Well, last night (after saying thanks but no thanks to leading it) I went to the club and actually feel a little bad about turning it down now just because I think they were looking for someone more to organize the actual meeting times and run the actual events as opposed to picking books every time, but that’s not how they were explaining it to me. Oh well. No one could agree on a book last night, and as I was skimming a list of classics, I said casually, “I’ve never read anything by Dickens but I’d really like to” and a lot of people seemed excited about that idea, so next time we’re reading Great Expectations and I’m in charge of leading the discussion anyway. Maybe I was worrying too much, but I guess it doesn’t matter now, and I still do think it would be more fun to have a club where I wouldn’t have to be so concerned about content.
Anyway, I read The Last Lecture, which was by that guy who was dying of pancreatic cancer and gave his last lecture.
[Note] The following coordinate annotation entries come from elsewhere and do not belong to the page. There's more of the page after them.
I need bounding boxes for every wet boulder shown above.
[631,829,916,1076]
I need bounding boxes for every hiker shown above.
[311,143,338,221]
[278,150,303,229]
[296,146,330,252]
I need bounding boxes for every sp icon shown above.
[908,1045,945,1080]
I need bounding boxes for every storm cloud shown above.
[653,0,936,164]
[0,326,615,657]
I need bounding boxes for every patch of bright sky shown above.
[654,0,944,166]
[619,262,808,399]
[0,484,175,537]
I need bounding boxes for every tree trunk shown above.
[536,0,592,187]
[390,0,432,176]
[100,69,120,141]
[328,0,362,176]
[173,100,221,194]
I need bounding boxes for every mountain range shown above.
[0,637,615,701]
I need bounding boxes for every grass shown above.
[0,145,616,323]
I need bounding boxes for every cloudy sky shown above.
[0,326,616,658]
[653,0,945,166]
It was a big viral video, so I’m assuming most people know what I’m talking about. I never had watched the video but the book is at many times word-for-word from the lecture — he repeats everything he said in the video and then adds extended anecdotes, backstory, and advice.
I didn’t feel like I got much out of the book, to tell you the truth. It was interesting in that these were his chosen last words, but they didn’t do much for me as they were all pretty cliché (which he was well aware of — he even had a section about liking clichés). I think my favorite piece of advice he repeated in his book that he’d heard from someone else was to the girls: basically, if a man is interested in you romantically you can pretty much ignore every single thing he says and just pay attention to what he does. This is definitely something I learned in my dating years but didn’t put into so many words and something I’d stress to my daughters.
The other book I finished yesterday was Middlesex, which I thought was amazingly well-written. It was a really interesting story spanning three generations, but mostly I was impressed with the narrative style. Much in the same way I felt when I read John Irving, I found myself thinking as I was reading this book, How do people write like this?? It really was very good and I’m not surprised it won the Pulitzer Prize. As far as content goes though… I’d be pretty careful who I recommend this to because it is very sexually explicit — incest, hermaphroditism, sexual experimentation, etc. So there’s your heads-up.
Now I’m starting Catch-22 over again. At one point about a year ago I had gotten about 100 pages into it and then we moved here and I just didn’t get around to picking it up before I’d forgotten everything, so I started that again last night and even though I’m only about 40 pages into it, I can see why it’s such a classic. It’s so hilarious and quirky it makes me laugh out loud, and I really can only name one other book that made me do that, and I read that book back in 5th grade and still remains one of my favorite books.
Anyone have anything good they’ve read recently or anything they’ve been meaning to pick up?